I imagine what kind of thought most readers probably had when they paid attention to the title of this note – “Why would someone need to use two different versions of OS X on one Mac?” Let’s say you need to run several old PowerPC programs that do not have optimization for modern operating systems. At hand there is an old iMac model, on which Mac OS X Snow Leopard is used as the main system for this purpose. How can I install it, for example, Mountain Lion, to get access to all the new programs? There are two possible solutions to this problem.

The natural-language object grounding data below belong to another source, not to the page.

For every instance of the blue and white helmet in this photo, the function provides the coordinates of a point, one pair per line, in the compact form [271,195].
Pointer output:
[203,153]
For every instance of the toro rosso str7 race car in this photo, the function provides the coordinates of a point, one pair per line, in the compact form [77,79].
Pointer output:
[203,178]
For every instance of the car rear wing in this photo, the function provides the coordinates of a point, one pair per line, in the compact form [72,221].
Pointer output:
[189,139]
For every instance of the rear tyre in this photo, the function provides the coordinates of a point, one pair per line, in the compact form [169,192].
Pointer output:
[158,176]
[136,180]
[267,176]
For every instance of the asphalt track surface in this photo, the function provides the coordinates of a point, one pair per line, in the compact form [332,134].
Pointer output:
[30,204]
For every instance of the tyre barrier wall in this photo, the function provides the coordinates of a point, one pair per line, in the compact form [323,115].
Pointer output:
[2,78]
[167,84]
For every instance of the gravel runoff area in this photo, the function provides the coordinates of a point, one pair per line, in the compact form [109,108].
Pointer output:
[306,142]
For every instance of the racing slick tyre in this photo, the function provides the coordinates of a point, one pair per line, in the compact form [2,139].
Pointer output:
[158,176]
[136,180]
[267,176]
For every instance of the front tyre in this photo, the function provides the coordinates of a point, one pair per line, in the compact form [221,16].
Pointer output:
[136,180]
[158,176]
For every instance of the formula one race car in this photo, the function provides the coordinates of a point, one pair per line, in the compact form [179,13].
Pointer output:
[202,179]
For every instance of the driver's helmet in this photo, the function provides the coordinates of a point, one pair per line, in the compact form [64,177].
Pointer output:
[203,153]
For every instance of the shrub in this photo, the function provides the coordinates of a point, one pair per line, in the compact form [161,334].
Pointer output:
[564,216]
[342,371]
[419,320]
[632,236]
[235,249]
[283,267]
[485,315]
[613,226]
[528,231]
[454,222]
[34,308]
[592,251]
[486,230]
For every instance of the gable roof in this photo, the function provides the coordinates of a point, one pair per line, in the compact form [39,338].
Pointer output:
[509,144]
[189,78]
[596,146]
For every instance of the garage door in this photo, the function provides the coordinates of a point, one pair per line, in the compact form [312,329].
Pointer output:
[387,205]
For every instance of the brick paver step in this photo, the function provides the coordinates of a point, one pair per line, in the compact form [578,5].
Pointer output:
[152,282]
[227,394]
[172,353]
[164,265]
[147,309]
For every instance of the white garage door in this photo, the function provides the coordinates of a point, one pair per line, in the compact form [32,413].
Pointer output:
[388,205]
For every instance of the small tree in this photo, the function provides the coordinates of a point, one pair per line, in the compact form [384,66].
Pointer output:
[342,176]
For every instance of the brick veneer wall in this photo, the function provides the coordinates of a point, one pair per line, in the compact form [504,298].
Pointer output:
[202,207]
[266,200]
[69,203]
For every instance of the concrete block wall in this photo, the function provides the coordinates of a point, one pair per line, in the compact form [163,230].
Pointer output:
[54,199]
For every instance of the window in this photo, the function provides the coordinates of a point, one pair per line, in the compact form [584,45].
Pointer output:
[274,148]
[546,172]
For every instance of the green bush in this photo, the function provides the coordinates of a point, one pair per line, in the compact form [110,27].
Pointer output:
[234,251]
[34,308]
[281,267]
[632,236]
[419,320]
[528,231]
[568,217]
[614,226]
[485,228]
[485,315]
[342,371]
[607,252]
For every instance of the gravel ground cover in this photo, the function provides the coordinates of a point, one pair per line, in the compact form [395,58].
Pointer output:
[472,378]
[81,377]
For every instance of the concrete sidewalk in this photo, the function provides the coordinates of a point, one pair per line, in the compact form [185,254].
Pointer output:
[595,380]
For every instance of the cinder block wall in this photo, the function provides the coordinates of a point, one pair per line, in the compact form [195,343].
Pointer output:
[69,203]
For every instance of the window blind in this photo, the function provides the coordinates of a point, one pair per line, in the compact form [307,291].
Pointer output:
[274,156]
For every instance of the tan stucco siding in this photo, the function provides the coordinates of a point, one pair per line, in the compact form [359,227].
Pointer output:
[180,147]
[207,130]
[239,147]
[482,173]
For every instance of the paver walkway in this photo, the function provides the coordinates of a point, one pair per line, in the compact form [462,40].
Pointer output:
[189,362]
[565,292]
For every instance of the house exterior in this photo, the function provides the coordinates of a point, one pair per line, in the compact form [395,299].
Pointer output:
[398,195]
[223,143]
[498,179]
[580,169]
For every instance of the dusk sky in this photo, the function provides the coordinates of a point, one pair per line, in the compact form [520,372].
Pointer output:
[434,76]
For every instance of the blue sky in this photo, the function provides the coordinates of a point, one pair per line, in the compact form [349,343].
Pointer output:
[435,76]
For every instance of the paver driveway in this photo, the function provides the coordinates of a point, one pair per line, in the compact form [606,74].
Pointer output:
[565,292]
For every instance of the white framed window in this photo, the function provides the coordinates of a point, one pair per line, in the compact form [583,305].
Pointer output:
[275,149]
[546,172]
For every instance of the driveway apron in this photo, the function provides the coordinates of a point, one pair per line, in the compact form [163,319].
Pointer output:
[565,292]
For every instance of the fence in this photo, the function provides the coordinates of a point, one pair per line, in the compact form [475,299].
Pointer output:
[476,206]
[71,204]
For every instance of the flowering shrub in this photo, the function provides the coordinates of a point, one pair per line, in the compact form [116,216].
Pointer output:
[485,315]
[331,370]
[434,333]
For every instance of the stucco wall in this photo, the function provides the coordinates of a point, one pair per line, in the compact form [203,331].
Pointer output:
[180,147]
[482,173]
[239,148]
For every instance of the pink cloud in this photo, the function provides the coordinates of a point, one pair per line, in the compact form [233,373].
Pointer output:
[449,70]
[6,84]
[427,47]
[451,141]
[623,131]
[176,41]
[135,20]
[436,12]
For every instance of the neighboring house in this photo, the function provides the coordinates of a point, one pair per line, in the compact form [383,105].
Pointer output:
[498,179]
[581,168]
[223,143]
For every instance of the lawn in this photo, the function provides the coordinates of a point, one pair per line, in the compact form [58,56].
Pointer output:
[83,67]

First, you can buy a separate hard drive, format it to the requirements of Mac and install the required version of Mac OS X. When you need to switch between systems, simply launch “System Settings”, go to the “Startup Disk” tab and select corresponding disk.
If it is a question of installing Mountain Lion, then you should take into account the minimum hardware requirements. Officially, the latest version of the desktop operating system can be installed on the following computers:
- iMac (model 2007 or newer)
- MacBook (model 2008 or newer)
- MacBook Pro (model 2007 or newer)
- MacBook Air (model 2008 or newer)
- Mac mini (model 2009 or newer)
- Mac Pro (model 2008 or newer)
- Xserve (model 2009)
Also, to upgrade to Mountain Lion, you need 2 gigabytes of RAM, 8 gigabytes of hard drive space and installed OS X Snow Leopard 10.6.8 (or OS X Lion).
There is another way – virtual machines. You can purchase Parallels Desktop 8 products for $ 80 or VMware Fusion 5 for $ 50. Both of these solutions are installed on Lion and Mountain Lion and allow you to run other operating systems (including Windows, Linux and older versions of OS X).